Procedure that constrains the fits with a CBP model that has many degrees of freedom. In Step 1 many uncaging measurements are made with different uncaging energies at different starting conditions by varying [Ca2+]rest, [DMn]total, [OGB-5N]total and [CBP]total. These different conditions are represented as the colors in the traces under Step1. For instance for the yellow traces [Ca2+]rest, [DMn]total, [OGB-5N]total and [CBP]total are 1.9 μM, 5.6 mM, 50 μM and 123 μM, respectively while for the dark blue traces they are 0.4 μM, 3.6 mM, 100 μM and 47 μM, respectively. Of all the measured traces, a random group of traces is taken in Step 2 and fitted simultaneously. Each trace starts with it own set of starting conditions but they all have the same parameters that are fitted. In this case, the CBP is modeled with 2 types of binding sites that can occur in 2 states (R and T) making a total of 4 kon’s and 4 koff’s (a, b, c, d). The results of the binding sites and states (R or T) for this particular fit are plotted in the figure under Step 3 with yellow markers. Step 2 is repeated several times to create an average and a distribution for each fitted parameter as seen in Step 3.

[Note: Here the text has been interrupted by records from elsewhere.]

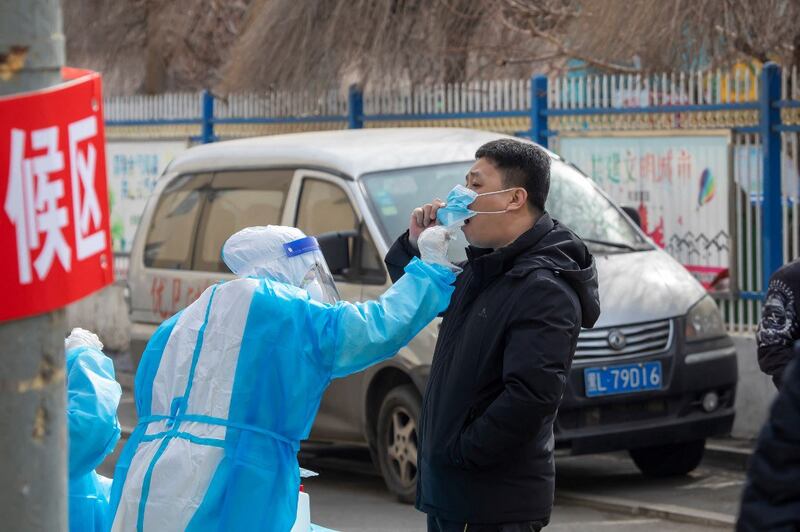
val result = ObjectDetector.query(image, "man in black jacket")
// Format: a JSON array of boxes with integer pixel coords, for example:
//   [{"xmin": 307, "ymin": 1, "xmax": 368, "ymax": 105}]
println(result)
[
  {"xmin": 386, "ymin": 139, "xmax": 600, "ymax": 532},
  {"xmin": 736, "ymin": 350, "xmax": 800, "ymax": 532}
]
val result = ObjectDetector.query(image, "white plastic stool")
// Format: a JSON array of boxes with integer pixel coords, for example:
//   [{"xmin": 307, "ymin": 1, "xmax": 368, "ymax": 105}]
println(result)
[{"xmin": 292, "ymin": 486, "xmax": 311, "ymax": 532}]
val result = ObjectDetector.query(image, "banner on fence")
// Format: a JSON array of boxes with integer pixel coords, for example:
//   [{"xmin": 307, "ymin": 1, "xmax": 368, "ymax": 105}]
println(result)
[
  {"xmin": 559, "ymin": 133, "xmax": 731, "ymax": 287},
  {"xmin": 106, "ymin": 141, "xmax": 187, "ymax": 253},
  {"xmin": 0, "ymin": 73, "xmax": 113, "ymax": 320}
]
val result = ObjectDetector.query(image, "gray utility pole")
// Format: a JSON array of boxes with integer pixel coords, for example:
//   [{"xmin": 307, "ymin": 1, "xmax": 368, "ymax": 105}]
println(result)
[{"xmin": 0, "ymin": 0, "xmax": 67, "ymax": 531}]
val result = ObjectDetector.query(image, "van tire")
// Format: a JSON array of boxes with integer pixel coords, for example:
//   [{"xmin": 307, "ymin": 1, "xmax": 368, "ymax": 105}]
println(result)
[
  {"xmin": 376, "ymin": 384, "xmax": 422, "ymax": 504},
  {"xmin": 628, "ymin": 440, "xmax": 706, "ymax": 477}
]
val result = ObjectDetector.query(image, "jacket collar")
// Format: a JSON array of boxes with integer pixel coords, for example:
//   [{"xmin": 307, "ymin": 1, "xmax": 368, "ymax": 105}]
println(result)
[{"xmin": 467, "ymin": 212, "xmax": 554, "ymax": 284}]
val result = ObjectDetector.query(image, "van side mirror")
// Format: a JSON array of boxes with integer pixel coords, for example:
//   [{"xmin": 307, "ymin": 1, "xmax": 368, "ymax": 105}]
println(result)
[
  {"xmin": 316, "ymin": 231, "xmax": 358, "ymax": 275},
  {"xmin": 622, "ymin": 207, "xmax": 644, "ymax": 229}
]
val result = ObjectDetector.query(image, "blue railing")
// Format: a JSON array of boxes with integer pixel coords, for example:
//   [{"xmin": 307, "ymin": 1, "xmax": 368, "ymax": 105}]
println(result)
[{"xmin": 106, "ymin": 63, "xmax": 800, "ymax": 306}]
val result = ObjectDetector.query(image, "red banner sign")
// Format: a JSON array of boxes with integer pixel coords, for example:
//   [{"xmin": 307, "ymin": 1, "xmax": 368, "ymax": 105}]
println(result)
[{"xmin": 0, "ymin": 73, "xmax": 113, "ymax": 320}]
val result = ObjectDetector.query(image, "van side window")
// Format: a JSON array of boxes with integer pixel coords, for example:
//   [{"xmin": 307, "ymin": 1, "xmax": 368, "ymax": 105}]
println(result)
[
  {"xmin": 193, "ymin": 170, "xmax": 293, "ymax": 272},
  {"xmin": 295, "ymin": 178, "xmax": 386, "ymax": 284},
  {"xmin": 144, "ymin": 174, "xmax": 211, "ymax": 270},
  {"xmin": 297, "ymin": 179, "xmax": 358, "ymax": 235}
]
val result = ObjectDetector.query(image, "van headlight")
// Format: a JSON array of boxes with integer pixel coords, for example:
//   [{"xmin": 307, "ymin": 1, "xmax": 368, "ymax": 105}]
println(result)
[{"xmin": 686, "ymin": 296, "xmax": 726, "ymax": 342}]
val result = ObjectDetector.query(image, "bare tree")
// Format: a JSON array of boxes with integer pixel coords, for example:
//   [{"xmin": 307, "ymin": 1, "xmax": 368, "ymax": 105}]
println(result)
[{"xmin": 63, "ymin": 0, "xmax": 800, "ymax": 93}]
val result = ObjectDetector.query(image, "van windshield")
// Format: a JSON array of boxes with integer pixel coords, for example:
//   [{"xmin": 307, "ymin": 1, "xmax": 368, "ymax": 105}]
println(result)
[{"xmin": 362, "ymin": 160, "xmax": 651, "ymax": 261}]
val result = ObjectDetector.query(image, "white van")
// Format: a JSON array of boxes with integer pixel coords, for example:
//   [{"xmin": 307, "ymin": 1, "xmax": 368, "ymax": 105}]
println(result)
[{"xmin": 128, "ymin": 128, "xmax": 737, "ymax": 501}]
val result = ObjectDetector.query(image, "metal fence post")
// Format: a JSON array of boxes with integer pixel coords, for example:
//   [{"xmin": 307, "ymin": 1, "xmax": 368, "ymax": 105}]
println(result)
[
  {"xmin": 531, "ymin": 76, "xmax": 547, "ymax": 148},
  {"xmin": 759, "ymin": 63, "xmax": 783, "ymax": 290},
  {"xmin": 347, "ymin": 85, "xmax": 364, "ymax": 129},
  {"xmin": 205, "ymin": 90, "xmax": 216, "ymax": 144}
]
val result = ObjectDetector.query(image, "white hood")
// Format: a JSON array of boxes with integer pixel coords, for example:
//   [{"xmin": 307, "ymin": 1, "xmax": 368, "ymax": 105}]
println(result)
[{"xmin": 595, "ymin": 249, "xmax": 706, "ymax": 327}]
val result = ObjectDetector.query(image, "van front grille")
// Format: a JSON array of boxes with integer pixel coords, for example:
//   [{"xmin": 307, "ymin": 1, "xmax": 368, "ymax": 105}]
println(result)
[{"xmin": 575, "ymin": 320, "xmax": 674, "ymax": 360}]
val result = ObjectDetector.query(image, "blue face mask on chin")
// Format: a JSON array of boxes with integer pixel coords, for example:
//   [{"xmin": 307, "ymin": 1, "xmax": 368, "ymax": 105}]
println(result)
[
  {"xmin": 436, "ymin": 185, "xmax": 517, "ymax": 228},
  {"xmin": 436, "ymin": 185, "xmax": 478, "ymax": 228}
]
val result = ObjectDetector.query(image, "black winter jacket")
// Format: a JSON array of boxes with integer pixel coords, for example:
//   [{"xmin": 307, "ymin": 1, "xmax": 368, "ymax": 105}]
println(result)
[
  {"xmin": 386, "ymin": 214, "xmax": 600, "ymax": 524},
  {"xmin": 736, "ymin": 356, "xmax": 800, "ymax": 532}
]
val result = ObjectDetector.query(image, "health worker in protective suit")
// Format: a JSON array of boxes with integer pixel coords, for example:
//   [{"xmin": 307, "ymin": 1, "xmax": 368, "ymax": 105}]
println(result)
[
  {"xmin": 64, "ymin": 328, "xmax": 122, "ymax": 532},
  {"xmin": 112, "ymin": 222, "xmax": 455, "ymax": 532}
]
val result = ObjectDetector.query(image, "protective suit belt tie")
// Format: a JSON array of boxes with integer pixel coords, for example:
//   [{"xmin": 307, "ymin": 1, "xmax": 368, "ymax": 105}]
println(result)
[{"xmin": 138, "ymin": 414, "xmax": 300, "ymax": 448}]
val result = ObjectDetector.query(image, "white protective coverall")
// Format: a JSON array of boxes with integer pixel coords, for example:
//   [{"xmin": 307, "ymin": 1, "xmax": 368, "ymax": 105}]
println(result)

3 The future of flash photolysis in biomolecular kinetics
3.1 Measurements beyond Ca2+ binding kinetics
There are few techniques that can replicate the speed of photolysis in which UV light is used to break a chemical bond that converts a biochemically inert molecule into one that is active, or simply releases a “caged” compound. In this special issue of Biochimica et Biophysica Acta on biochemical, biophysical and genetic approaches to intracellular Ca2+ signaling, we gave an overview on how we use photolysis to measure the fast Ca2+ binding properties of CBPs. However, we believe that the methods we applied here should also be applicable to measure reaction kinetics of a variety of biochemical processes. Ever since the first reported synthesis of a caged compound (ATP, [64]) the use of caged substances has been continuously developed, leading to the successful experimental use of more than 60 caged molecules of biological importance [65, 66], many of which are commercially available (e.g., Calbiochem, Invitrogen, Tocris, Probior, Enzo Life Sciences). Initially, only ions and small molecules could be caged such as nucleotides (and analogues), gasses (e.g., O2, CO and NO), simple neurotransmitters (glutamate, GABA and 5-HT), and simple intracellular messengers (e.g., DAG and IP3), as it is easier to shield their active domain. However, as new methods have been devised, it is now possible to specifically mask the active domain of much larger molecules, including proteins and oligonucleotides, with groups that can be removed with photolysis [65, 66]. The field of biochemical quantification/detection using fluorescent probes has also been developing steadily, resulting in many specific probes for ions (Invitrogen, Molecular Probes) and smaller molecules such as ATP [67], O2 [68] and NO [69]. In addition, spectroscopical techniques such as fluorescence correlation spectroscopy and fluorescence polarization/anisotropy provide quantitative tools to measure the formation of macromolecular complexes by probing their size. We hope that our work will be an incentive for expanding this type of quantification to other molecular interactions where fast kinetics play a decisive role.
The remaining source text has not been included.